Java Evaluator API for Predictive Model Markup Language (PMML).
JPMML-Evaluator is de facto the reference implementation of the PMML specification for the Java platform:
- Pre-processing of active fields according to the [DataDictionary] (http://www.dmg.org/v4-2-1/DataDictionary.html) and [MiningSchema] (http://www.dmg.org/v4-2-1/MiningSchema.html) elements:
- Complete data type system
- Complete operational type system.
- Treatment of outlier, missing and/or invalid values.
- Model evaluation:
- [Association rules] (http://www.dmg.org/v4-2-1/AssociationRules.html)
- [Cluster model] (http://www.dmg.org/v4-2-1/ClusteringModel.html)
- [General regression] (http://www.dmg.org/v4-2-1/GeneralRegression.html)
- [Naive Bayes] (http://www.dmg.org/v4-2-1/NaiveBayes.html)
- [k-Nearest neighbors] (http://www.dmg.org/v4-2-1/KNN.html)
- [Neural network] (http://www.dmg.org/v4-2-1/NeuralNetwork.html)
- [Regression] (http://www.dmg.org/v4-2-1/Regression.html)
- [Rule set] (http://www.dmg.org/v4-2-1/RuleSet.html)
- [Scorecard] (http://www.dmg.org/v4-2-1/Scorecard.html)
- [Support Vector Machine] (http://www.dmg.org/v4-2-1/SupportVectorMachine.html)
- [Tree model] (http://www.dmg.org/v4-2-1/TreeModel.html)
- [Ensemble model] (http://www.dmg.org/v4-2-1/MultipleModels.html)
- Post-processing of target fields according to the [Targets] (http://www.dmg.org/v4-2-1/Targets.html) element:
- Rescaling and/or casting regression results.
- Replacing a missing regression result with the default value.
- Replacing a missing classification result with the map of prior probabilities.
- Calculation of auxiliary output fields according to the [Output] (http://www.dmg.org/v4-2-1/Output.html) element:
- Over 20 different result feature types.
- Model verification according to the [ModelVerification] (http://www.dmg.org/v4-2-1/ModelVerification.html) element.
For more information please see the [features.md] (https://github.com/jpmml/jpmml-evaluator/blob/master/features.md) file.
JPMML-Evaluator has been tested with popular open-source PMML producer software:
- [R] (http://www.r-project.org/) and [Rattle] (http://rattle.togaware.com/)
- [KNIME] (http://www.knime.com/)
- [RapidMiner] (http://rapidminer.com/products/rapidminer-studio/)
JPMML-Evaluator is thread safe and can easily deliver over one million scorings per second (on a single quad-core CPU) when working with simpler models.
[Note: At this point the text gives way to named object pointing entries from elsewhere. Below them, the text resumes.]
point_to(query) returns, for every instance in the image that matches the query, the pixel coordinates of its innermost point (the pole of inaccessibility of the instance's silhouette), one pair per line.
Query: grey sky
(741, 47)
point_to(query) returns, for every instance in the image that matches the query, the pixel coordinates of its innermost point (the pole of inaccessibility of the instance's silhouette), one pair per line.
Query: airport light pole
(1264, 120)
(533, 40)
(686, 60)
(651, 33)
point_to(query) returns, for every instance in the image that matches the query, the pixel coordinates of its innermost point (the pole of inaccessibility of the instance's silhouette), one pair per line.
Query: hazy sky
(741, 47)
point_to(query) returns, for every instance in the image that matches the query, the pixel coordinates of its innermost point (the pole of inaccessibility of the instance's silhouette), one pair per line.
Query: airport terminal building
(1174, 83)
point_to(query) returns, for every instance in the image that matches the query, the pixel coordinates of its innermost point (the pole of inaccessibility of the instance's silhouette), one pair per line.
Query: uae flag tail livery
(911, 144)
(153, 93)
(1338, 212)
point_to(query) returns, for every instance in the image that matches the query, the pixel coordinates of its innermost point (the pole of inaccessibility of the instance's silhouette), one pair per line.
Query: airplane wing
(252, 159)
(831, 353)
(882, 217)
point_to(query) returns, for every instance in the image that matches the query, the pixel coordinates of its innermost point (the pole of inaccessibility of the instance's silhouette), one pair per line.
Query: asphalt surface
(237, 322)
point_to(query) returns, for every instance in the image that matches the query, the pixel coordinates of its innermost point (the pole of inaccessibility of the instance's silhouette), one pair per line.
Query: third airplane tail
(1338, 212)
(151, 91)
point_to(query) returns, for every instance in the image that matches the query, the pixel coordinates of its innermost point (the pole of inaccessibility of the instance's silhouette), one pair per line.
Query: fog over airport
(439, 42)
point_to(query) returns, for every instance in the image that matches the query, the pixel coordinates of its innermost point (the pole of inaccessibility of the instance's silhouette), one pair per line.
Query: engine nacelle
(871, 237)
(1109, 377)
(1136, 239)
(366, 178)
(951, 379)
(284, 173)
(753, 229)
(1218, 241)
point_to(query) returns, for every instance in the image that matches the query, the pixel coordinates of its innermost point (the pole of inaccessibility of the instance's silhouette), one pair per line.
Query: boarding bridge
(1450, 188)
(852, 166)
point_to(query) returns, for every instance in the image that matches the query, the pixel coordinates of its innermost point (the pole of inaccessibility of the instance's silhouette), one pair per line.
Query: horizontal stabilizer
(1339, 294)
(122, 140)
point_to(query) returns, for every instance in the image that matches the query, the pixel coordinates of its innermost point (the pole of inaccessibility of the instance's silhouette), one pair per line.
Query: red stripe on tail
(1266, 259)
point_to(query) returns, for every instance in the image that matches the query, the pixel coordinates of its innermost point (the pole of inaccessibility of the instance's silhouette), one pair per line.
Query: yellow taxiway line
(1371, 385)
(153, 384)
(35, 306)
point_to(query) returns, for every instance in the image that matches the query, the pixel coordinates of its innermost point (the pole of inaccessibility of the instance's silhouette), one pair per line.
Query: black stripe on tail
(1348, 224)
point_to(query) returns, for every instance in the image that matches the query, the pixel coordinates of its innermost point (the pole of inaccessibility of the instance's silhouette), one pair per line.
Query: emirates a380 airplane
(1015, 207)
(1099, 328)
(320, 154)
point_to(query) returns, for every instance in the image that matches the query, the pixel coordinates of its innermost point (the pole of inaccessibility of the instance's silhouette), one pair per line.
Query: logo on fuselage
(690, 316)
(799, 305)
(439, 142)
JPMML-Evaluator library JAR files (together with accompanying Java source and Javadocs JAR files) are released via [Maven Central Repository] (http://repo1.maven.org/maven2/org/jpmml/). Please join the [JPMML mailing list] (https://groups.google.com/forum/#!forum/jpmml) for release announcements.
The current version is 1.1.17 (30 March, 2015).
<dependency>
<groupId>org.jpmml</groupId>
<artifactId>pmml-evaluator</artifactId>
<version>1.1.17</version>
</dependency>
A model evaluator class can be instantiated directly when the contents of the PMML document is known:
PMML pmml = ...;
ModelEvaluator<TreeModel> modelEvaluator = new TreeModelEvaluator(pmml);
Otherwise, a PMML manager class should be instantiated first, which will inspect the contents of the PMML document and instantiate the right model evaluator class later:
PMML pmml = ...;
PMMLManager pmmlManager = new PMMLManager(pmml);
ModelEvaluator<?> modelEvaluator = (ModelEvaluator<?>)pmmlManager.getModelManager(ModelEvaluatorFactory.getInstance());
Model evaluator classes follow functional programming principles. Model evaluator instances are cheap enough to be created and discarded as needed (eg. not worth the pooling effort).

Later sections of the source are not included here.